Human Rights Watch ve aralarında Uluslararası Af Örgütü, Uluslararası Barolar Birliği İnsan Hakları Enstitüsü, Avrupa Barolar ve Hukuk Dernekleri Konseyi’nin de bulunduğu 12 uluslararası hukuk ve insan hakları örgütü, İstanbul Barosu yönetimi hakkında açılan davaların Türkiye’nin uluslararası yükümlülüklerine aykırı olduğunu belirterek davanın düşürülmesini istedi.
5 Eylül’de İstanbul 26. Ağır Ceza Mahkemesi’ne sunulan **amicus brief**’te, baro başkanı İbrahim Kaboğlu ve 10 yönetim kurulu üyesi hakkında açılan ceza ve hukuk davalarının, savunma mesleğine yönelik doğrudan bir saldırı olduğu vurgulandı.

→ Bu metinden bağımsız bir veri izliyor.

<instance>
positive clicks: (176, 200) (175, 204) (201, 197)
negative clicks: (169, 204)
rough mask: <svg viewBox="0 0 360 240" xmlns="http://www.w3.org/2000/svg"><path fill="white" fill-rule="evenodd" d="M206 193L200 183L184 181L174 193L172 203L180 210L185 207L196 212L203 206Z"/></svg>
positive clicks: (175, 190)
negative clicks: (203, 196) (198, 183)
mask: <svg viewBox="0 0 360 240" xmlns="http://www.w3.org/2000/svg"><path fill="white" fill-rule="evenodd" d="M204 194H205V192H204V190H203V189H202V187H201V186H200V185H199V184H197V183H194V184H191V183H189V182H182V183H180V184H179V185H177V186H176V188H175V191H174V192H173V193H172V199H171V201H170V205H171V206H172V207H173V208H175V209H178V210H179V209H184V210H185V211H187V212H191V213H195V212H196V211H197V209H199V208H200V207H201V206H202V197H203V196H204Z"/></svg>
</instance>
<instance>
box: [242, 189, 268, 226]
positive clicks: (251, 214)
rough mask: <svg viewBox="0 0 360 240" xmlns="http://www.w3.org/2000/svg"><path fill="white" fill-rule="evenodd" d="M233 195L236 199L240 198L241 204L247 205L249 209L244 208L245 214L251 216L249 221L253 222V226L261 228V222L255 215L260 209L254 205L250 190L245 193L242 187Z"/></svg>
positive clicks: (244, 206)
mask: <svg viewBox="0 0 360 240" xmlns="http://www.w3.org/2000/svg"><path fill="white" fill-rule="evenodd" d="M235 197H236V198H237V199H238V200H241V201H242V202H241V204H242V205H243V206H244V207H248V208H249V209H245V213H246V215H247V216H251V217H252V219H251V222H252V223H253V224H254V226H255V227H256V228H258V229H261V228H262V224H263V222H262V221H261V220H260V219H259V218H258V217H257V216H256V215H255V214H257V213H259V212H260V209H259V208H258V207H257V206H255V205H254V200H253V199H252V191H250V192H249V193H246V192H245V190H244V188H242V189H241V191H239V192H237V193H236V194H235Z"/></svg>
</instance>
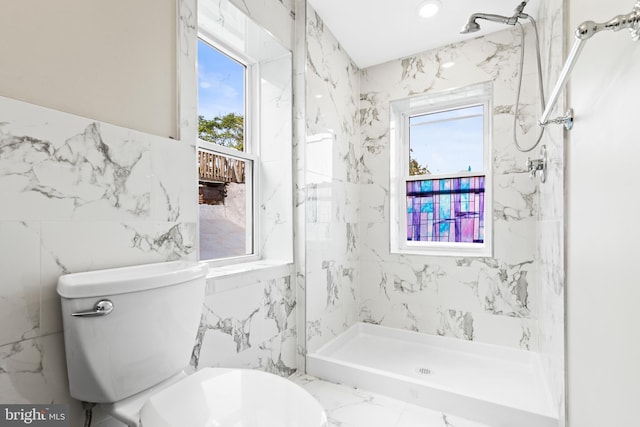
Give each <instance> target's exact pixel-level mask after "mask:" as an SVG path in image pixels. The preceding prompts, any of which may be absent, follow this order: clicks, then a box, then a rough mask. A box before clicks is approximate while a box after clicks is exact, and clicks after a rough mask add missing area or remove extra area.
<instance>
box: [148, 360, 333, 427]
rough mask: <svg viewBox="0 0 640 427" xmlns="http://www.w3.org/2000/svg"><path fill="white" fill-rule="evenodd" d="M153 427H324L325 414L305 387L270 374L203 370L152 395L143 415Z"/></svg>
mask: <svg viewBox="0 0 640 427" xmlns="http://www.w3.org/2000/svg"><path fill="white" fill-rule="evenodd" d="M140 421H141V424H142V426H143V427H144V426H153V427H184V426H189V427H287V426H291V427H323V426H326V425H327V418H326V414H325V412H324V410H323V409H322V407H321V406H320V404H319V403H318V401H316V400H315V399H314V398H313V396H311V395H310V394H309V393H308V392H307V391H306V390H304V389H303V388H302V387H300V386H298V385H296V384H294V383H293V382H291V381H289V380H287V379H285V378H281V377H278V376H276V375H273V374H269V373H266V372H261V371H255V370H249V369H223V368H204V369H202V370H200V371H198V372H196V373H194V374H193V375H190V376H189V377H187V378H185V379H184V380H182V381H180V382H178V383H176V384H174V385H172V386H170V387H168V388H166V389H164V390H162V391H161V392H159V393H157V394H155V395H154V396H152V397H151V398H150V399H149V400H148V401H147V402H146V403H145V404H144V406H143V407H142V410H141V412H140Z"/></svg>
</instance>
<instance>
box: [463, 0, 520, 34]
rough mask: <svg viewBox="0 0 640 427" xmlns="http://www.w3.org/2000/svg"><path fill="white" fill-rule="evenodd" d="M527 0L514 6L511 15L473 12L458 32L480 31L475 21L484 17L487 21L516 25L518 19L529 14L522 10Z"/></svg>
mask: <svg viewBox="0 0 640 427" xmlns="http://www.w3.org/2000/svg"><path fill="white" fill-rule="evenodd" d="M527 1H529V0H525V1H523V2H521V3H520V4H519V5H518V7H516V10H514V13H513V16H502V15H494V14H492V13H474V14H473V15H471V16H470V17H469V19H468V20H467V23H466V24H465V26H464V27H462V30H461V31H460V34H469V33H475V32H476V31H480V25H479V24H478V23H477V22H476V20H478V19H486V20H487V21H492V22H499V23H501V24H507V25H516V23H517V22H518V19H520V18H528V17H529V15H527V14H525V13H523V12H522V11H523V10H524V7H525V6H526V5H527Z"/></svg>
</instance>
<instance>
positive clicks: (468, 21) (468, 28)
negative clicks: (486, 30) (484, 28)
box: [460, 15, 480, 34]
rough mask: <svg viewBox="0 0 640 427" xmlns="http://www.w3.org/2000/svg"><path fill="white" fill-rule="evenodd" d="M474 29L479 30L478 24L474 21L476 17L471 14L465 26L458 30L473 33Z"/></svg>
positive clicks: (474, 29) (461, 32)
mask: <svg viewBox="0 0 640 427" xmlns="http://www.w3.org/2000/svg"><path fill="white" fill-rule="evenodd" d="M476 31H480V24H478V23H477V22H476V17H475V16H473V15H471V16H470V17H469V20H468V21H467V23H466V24H465V26H464V27H462V30H460V34H469V33H475V32H476Z"/></svg>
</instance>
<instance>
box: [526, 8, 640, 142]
mask: <svg viewBox="0 0 640 427" xmlns="http://www.w3.org/2000/svg"><path fill="white" fill-rule="evenodd" d="M623 28H628V29H629V30H630V32H631V38H632V39H633V40H634V41H638V40H639V39H640V0H638V1H636V3H635V5H634V6H633V10H632V11H631V12H630V13H628V14H626V15H618V16H615V17H614V18H612V19H610V20H609V21H607V22H603V23H599V24H598V23H596V22H593V21H585V22H583V23H582V24H580V25H578V27H577V28H576V30H575V37H576V41H575V42H574V44H573V47H572V48H571V52H569V56H568V57H567V60H566V62H565V64H564V67H562V71H561V72H560V76H559V77H558V82H557V83H556V85H555V87H554V88H553V91H552V92H551V97H550V98H549V103H548V104H547V106H546V108H545V110H544V112H543V113H542V117H541V118H540V120H539V121H538V125H540V126H542V127H544V126H546V125H548V124H550V123H554V124H563V125H564V127H565V128H566V129H567V130H571V128H572V127H573V110H572V109H569V110H568V111H567V112H566V114H565V115H564V116H560V117H556V118H555V119H549V116H550V115H551V110H553V107H554V106H555V105H556V102H558V97H559V96H560V92H562V89H564V86H565V85H566V83H567V80H568V78H569V74H570V73H571V70H573V66H574V65H575V64H576V61H577V60H578V57H579V56H580V52H581V51H582V48H583V47H584V45H585V44H586V41H587V40H588V39H590V38H591V37H592V36H593V35H594V34H596V33H598V32H600V31H602V30H612V31H619V30H621V29H623Z"/></svg>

Dava, İstanbul Barosu’nun 21 Aralık 2024’te, iki Kürt gazeteci Nazım Daştan ve Cihan Bilgin’in Suriye’nin kuzeyinde insansız hava aracı saldırısında öldürülmesinin ardından yaptığı açıklamaya dayanıyor. Baro, açıklamasında gazetecilerin korunması gerektiğini, etkili bir soruşturma yürütülmesini ve gözaltına alınan avukatların serbest bırakılmasını talep etmişti.
Türkiye’deki savcılar bu açıklamayı gerekçe göstererek baro yöneticilerine **“terör propagandası”** ve **“yanıltıcı bilgi yaymak”** suçlamaları yöneltti, ayrıca baro yönetiminin görevden alınması için sivil dava açtı. İstanbul 2. Asliye Hukuk Mahkemesi 21 Mart’ta yönetimin görevine son verilmesine karar verdi, karar halen istinafta.
Uluslararası örgütler, bu sürecin hukuk devleti ilkesine aykırı olduğunu ve siyasi amaç güttüğünü belirterek, “Barolar insan haklarını savunmakla yükümlüdür, açıklamalar mesleki görevleri kapsamındadır” dedi.
Amnesty International’dan Dinushika Dissanayake, davanın avukatlara yönelik sistematik baskının parçası olduğunu ve tehlikeli bir emsal yarattığını söyledi. Helena Kennedy (IBA İnsan Hakları Enstitüsü), “Böylesi bir açıklamayı kriminalize etmek hem hukuken savunulamaz hem de siyaseten alarm vericidir” ifadesini kullandı.
Örgütler, davanın Türkiye’nin ifade özgürlüğü, örgütlenme özgürlüğü ve avukatların bağımsızlığına dair uluslararası yükümlülüklerine aykırı olduğunu, davanın düşürülmesinin tek adil sonuç olduğunu vurguladı.